Convention T (Davidson’s version). The theorems of a theory of meaning for an object language L must take the form: S is true iff p (where ‘S’ is replaced by an expression in the metalanguage referring to a sentence in the object language, and ‘p’ is replaced by a sentence in the metalanguage that is true iff the object-language sentence is true.)


Abandoning the appeal to translation opens Davidson to the objection that his version of Convention T is too weak.  All that his version requires is that the meta-language sentence on the right-hand side of the biconditional be true iff the object-language sentence referred to on the left-hand side is true.  But consider the following two possible theorems, proposed as parts of theories of meaning for English and French respectively:

“Snow is white” is true (in English) iff grass is green.

“La neige est blanche” is true (in French) iff grass is green.
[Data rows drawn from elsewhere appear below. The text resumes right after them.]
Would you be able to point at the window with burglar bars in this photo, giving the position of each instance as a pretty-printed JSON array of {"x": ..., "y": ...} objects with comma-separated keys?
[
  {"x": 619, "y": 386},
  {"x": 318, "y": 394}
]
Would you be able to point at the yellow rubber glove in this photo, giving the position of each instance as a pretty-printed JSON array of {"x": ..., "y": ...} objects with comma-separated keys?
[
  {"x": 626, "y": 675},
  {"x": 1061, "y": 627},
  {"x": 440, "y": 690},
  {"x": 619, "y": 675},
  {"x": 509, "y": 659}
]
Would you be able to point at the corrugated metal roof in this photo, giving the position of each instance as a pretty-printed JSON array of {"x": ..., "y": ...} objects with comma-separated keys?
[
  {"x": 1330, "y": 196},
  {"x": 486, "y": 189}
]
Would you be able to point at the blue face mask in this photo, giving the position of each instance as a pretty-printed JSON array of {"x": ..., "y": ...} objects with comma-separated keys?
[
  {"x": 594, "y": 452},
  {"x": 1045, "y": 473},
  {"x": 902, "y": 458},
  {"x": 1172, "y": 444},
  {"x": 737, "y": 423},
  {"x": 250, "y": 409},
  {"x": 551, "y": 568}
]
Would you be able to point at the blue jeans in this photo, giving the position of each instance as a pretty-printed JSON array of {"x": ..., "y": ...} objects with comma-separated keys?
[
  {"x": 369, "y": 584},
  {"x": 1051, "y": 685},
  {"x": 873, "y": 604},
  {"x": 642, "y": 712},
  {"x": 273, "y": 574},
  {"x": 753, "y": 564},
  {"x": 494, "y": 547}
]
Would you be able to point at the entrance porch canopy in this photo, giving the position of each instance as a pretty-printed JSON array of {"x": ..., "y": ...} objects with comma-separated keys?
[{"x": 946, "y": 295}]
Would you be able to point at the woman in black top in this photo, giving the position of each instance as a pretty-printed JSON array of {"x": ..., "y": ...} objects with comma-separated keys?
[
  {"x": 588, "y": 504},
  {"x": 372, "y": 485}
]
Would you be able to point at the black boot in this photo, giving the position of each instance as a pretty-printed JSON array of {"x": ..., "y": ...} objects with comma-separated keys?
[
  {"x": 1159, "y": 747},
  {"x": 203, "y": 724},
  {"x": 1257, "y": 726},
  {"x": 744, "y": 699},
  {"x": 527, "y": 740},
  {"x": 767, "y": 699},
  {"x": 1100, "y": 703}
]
Both of these sentences satisfy Davidson’s Convention T!  But surely it would be a mistake to claim that they ‘give the meaning’ of the relevant object-language sentences in any sense, no matter how permissive, of that phrase.


Davidson’s answer to this objection is that Convention T is intended to work only in conjunction with the other constraints he imposes on theories of meaning.  There are two parts to this reply:

1.      We have already discussed one of the additional constraints, the compositionality constraint.  Taken together, the two constraints require that the same theory of meaning which produced the first T-sentence in the objection also produce T-sentences for the English sentences, “Snow is cold”, “Clouds are green”, etc., and that it do so on the basis of the semantic properties it assigns to the simple expressions, “snow”, “white”, “green”, etc.  It is very difficult to see how this could work.  (This will become clearer when we look in detail at how the axioms of a theory of meaning are to be constructed.)

2.      Davidson imposes a third constraint on a theory of meaning, the interpretative constraint, which requires that theorems of a theory of meaning for a language help to make total sense of the behavior of speakers of that language.  This imposes further substantial limitations on the content of these theorems, ruling out, for example, the two T-sentences in the objection.  (We will discuss this constraint when we discuss Davidson’s account of the evidence proper to a theory of meaning.)


Are sentences like, “‘Snow is white’ is true iff snow is white” trivially true?  No.  We will discuss why in class.